When we train a model we can keep multiple parameters versions of the model.
For example, you can keep a parameter version after each epoch. The best performance checkpoint is also saved into the “best.th” file.

Assuming I want to evaluate different model checkpoints on a test set, (I know it might be a bad practice but still). AFAIK, when using the evaluate command, you must specify a path to the model directory and then only the “best.th” version is loaded. Is there a way to load different checkpoints other than renaming them as “best.th”?

Also, is there a process to evaluate many saved parameters one after another?

Hi @saboof, I would like to caution you against doing this. Have you already split your dataset into train, dev and test partitions? If you do this, allennlp train will use the dev set to avoid overfitting on train.
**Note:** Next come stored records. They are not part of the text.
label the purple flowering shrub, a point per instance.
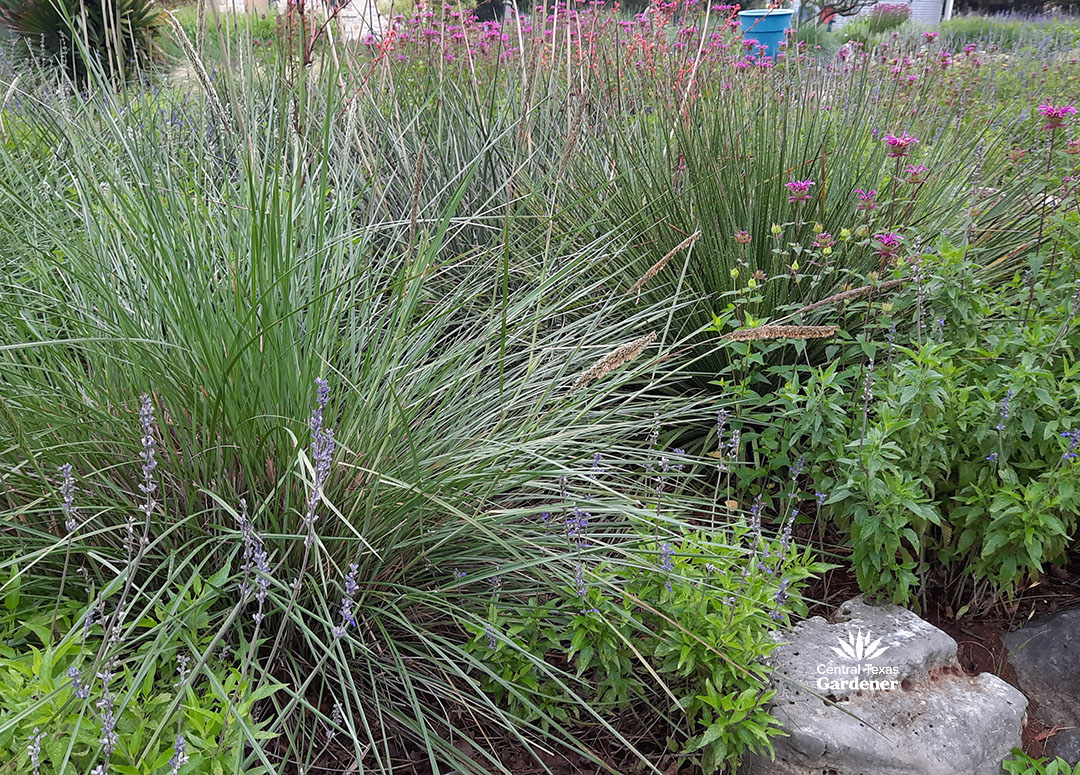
(700, 611)
(945, 442)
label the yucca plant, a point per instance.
(78, 36)
(204, 273)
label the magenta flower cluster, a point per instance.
(1055, 116)
(799, 190)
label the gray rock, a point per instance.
(1045, 655)
(908, 710)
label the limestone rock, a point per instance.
(878, 691)
(1045, 655)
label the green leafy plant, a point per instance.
(1023, 764)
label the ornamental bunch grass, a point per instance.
(343, 409)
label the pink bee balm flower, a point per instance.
(866, 199)
(900, 145)
(916, 173)
(1055, 116)
(888, 244)
(799, 190)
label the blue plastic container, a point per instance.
(767, 26)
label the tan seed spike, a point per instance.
(621, 355)
(748, 335)
(655, 269)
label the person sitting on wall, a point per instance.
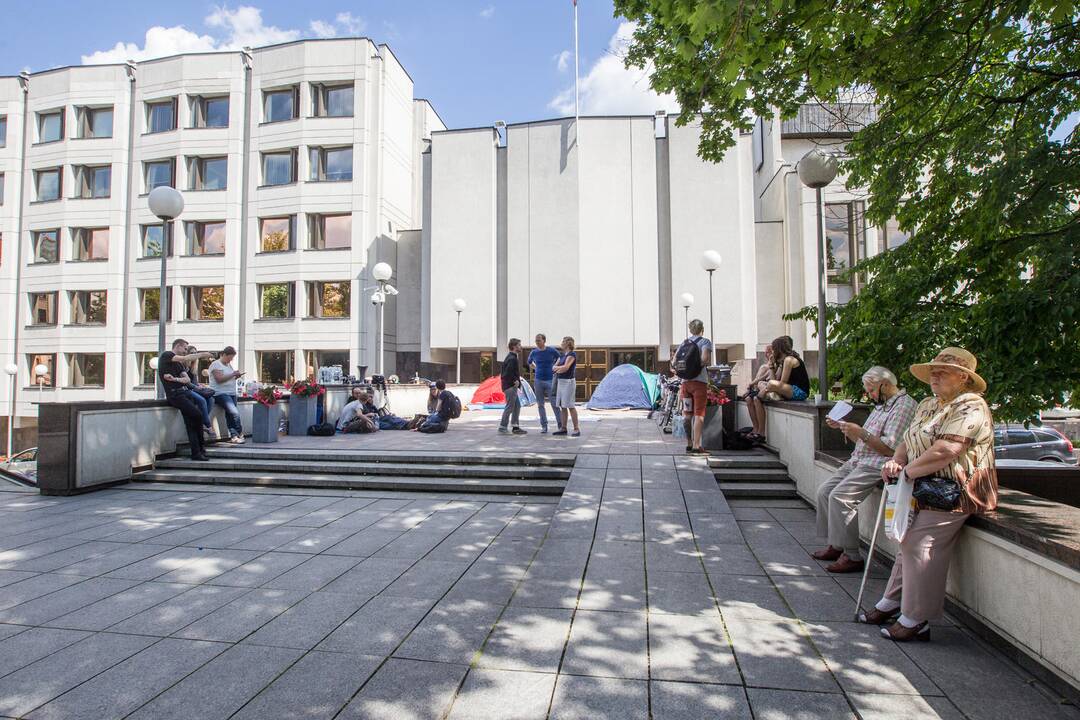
(439, 420)
(172, 370)
(838, 498)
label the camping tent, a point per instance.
(489, 394)
(625, 386)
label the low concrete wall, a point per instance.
(1025, 597)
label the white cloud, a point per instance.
(563, 60)
(227, 29)
(608, 87)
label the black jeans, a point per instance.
(191, 411)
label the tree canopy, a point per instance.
(970, 149)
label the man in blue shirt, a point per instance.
(542, 360)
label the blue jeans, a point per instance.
(228, 404)
(204, 404)
(545, 392)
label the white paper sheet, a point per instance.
(840, 410)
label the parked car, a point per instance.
(24, 464)
(1020, 443)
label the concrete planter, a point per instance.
(301, 413)
(265, 422)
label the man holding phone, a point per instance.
(223, 380)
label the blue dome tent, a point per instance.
(625, 386)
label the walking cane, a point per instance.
(869, 557)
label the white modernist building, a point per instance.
(305, 164)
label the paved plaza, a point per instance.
(640, 592)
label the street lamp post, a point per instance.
(687, 302)
(166, 203)
(711, 262)
(381, 273)
(459, 306)
(11, 370)
(817, 170)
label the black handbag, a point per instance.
(937, 492)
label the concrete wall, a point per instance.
(1026, 598)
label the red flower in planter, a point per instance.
(307, 389)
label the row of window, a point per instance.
(277, 234)
(277, 300)
(88, 369)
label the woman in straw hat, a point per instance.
(952, 439)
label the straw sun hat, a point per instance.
(957, 358)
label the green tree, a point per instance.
(969, 148)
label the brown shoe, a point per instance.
(901, 634)
(876, 616)
(828, 554)
(846, 565)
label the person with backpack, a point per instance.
(691, 360)
(511, 381)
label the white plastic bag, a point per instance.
(900, 507)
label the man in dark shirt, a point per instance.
(175, 380)
(511, 381)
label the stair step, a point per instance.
(275, 465)
(356, 483)
(410, 457)
(758, 489)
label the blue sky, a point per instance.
(477, 60)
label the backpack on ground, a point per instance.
(454, 411)
(322, 429)
(688, 363)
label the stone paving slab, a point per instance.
(639, 593)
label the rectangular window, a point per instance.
(275, 233)
(331, 164)
(51, 126)
(210, 111)
(93, 180)
(161, 116)
(205, 236)
(332, 100)
(148, 304)
(160, 173)
(45, 245)
(280, 105)
(43, 308)
(94, 122)
(86, 369)
(274, 366)
(48, 379)
(205, 303)
(329, 232)
(277, 300)
(328, 299)
(279, 167)
(89, 307)
(146, 374)
(90, 244)
(151, 240)
(207, 173)
(49, 182)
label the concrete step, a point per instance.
(514, 486)
(262, 452)
(744, 490)
(227, 462)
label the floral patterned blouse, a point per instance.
(966, 419)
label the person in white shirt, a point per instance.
(223, 380)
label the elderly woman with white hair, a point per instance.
(947, 453)
(838, 498)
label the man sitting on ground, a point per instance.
(838, 499)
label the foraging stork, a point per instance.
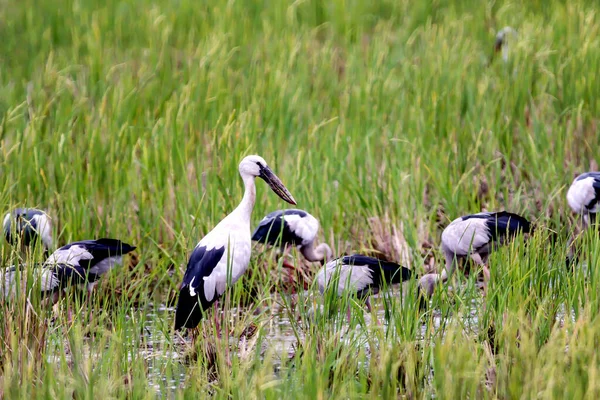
(223, 255)
(361, 274)
(28, 224)
(292, 227)
(584, 196)
(44, 277)
(475, 236)
(78, 263)
(84, 262)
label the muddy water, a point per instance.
(279, 339)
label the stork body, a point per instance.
(292, 227)
(84, 262)
(9, 281)
(28, 224)
(78, 263)
(223, 255)
(584, 196)
(475, 236)
(360, 274)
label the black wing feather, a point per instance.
(100, 249)
(190, 308)
(383, 271)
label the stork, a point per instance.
(584, 199)
(361, 274)
(13, 280)
(223, 255)
(475, 236)
(77, 263)
(84, 262)
(292, 227)
(584, 196)
(30, 225)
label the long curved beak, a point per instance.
(276, 185)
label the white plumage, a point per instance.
(463, 235)
(584, 195)
(28, 224)
(348, 277)
(223, 255)
(292, 227)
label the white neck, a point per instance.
(244, 209)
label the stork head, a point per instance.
(256, 166)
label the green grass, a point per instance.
(385, 119)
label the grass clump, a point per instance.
(385, 119)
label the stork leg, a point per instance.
(370, 309)
(289, 267)
(217, 319)
(348, 316)
(218, 327)
(476, 257)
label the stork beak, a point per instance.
(276, 185)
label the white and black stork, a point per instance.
(360, 274)
(475, 236)
(292, 227)
(77, 263)
(223, 255)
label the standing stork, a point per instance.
(475, 236)
(361, 274)
(292, 227)
(223, 255)
(26, 226)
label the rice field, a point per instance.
(385, 119)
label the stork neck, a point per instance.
(244, 210)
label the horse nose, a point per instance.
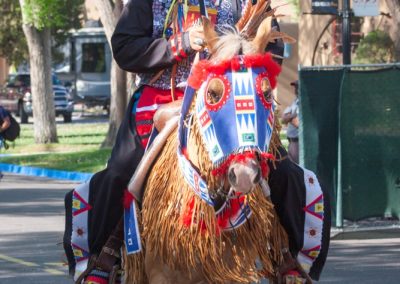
(257, 178)
(244, 176)
(232, 176)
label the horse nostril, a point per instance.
(257, 178)
(232, 176)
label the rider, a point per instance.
(142, 43)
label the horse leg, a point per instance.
(159, 273)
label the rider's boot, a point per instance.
(106, 267)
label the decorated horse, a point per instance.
(206, 213)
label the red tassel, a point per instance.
(128, 199)
(187, 215)
(201, 70)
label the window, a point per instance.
(93, 58)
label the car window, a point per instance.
(23, 80)
(93, 58)
(56, 81)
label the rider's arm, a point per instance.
(135, 49)
(6, 124)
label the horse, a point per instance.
(206, 214)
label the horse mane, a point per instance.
(198, 246)
(232, 43)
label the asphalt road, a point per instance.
(32, 223)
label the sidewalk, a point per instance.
(32, 224)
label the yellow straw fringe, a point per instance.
(228, 256)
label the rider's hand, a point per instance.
(196, 37)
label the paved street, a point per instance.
(32, 222)
(31, 228)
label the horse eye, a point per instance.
(215, 91)
(266, 89)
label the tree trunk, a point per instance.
(109, 17)
(117, 104)
(394, 8)
(39, 44)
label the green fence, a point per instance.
(350, 136)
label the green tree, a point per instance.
(12, 41)
(39, 17)
(13, 45)
(376, 47)
(109, 11)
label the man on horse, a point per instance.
(158, 40)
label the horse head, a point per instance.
(234, 105)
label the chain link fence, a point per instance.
(350, 136)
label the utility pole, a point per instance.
(346, 32)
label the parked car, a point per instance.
(16, 97)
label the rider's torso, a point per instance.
(228, 12)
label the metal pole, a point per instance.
(346, 32)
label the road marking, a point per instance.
(51, 271)
(18, 261)
(54, 271)
(55, 264)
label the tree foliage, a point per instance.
(376, 47)
(13, 45)
(58, 15)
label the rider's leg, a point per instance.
(288, 193)
(101, 198)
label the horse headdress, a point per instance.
(206, 212)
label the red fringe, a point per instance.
(201, 70)
(128, 199)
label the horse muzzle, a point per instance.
(244, 176)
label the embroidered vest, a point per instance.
(225, 16)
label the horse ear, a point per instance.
(262, 37)
(210, 35)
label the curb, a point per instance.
(48, 173)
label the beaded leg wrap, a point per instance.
(105, 268)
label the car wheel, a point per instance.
(22, 114)
(67, 117)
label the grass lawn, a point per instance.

This is how we select the best model. It would be rather surprising for another weight file to perform significantly better on test. Further, if it somehow did, your results on test wouldn’t necessarily be transferable to another test set drawn from the same distribution. Could you elaborate on why you want to do this?

1 Like

Hi @brendan,

Thanks for the quick reply.
Yes, I’ve already split the data into train, dev and test.
I study the few shot learning setup and often in this scenario the learning curve on the dev set is volatile, it changes rapidly between epochs.
To better understand this phenomena, I generated two dev sets to avoid picking into the test set, now I would like to see if the two dev sets performance curve are correlated.

I hope this is more clear now.

Hi @saboof,

If you look at the code for our evaluate command, you’ll see it’s not actually very much code. I would recommend copying that code into your own script, then changing this line, which lets you set a particular weight file when loading a model.

You could also just use the --weights-file argument to evaluate, but for your use case, I’d imagine you’d be better off writing a script that will do a loop and compare results, and so on.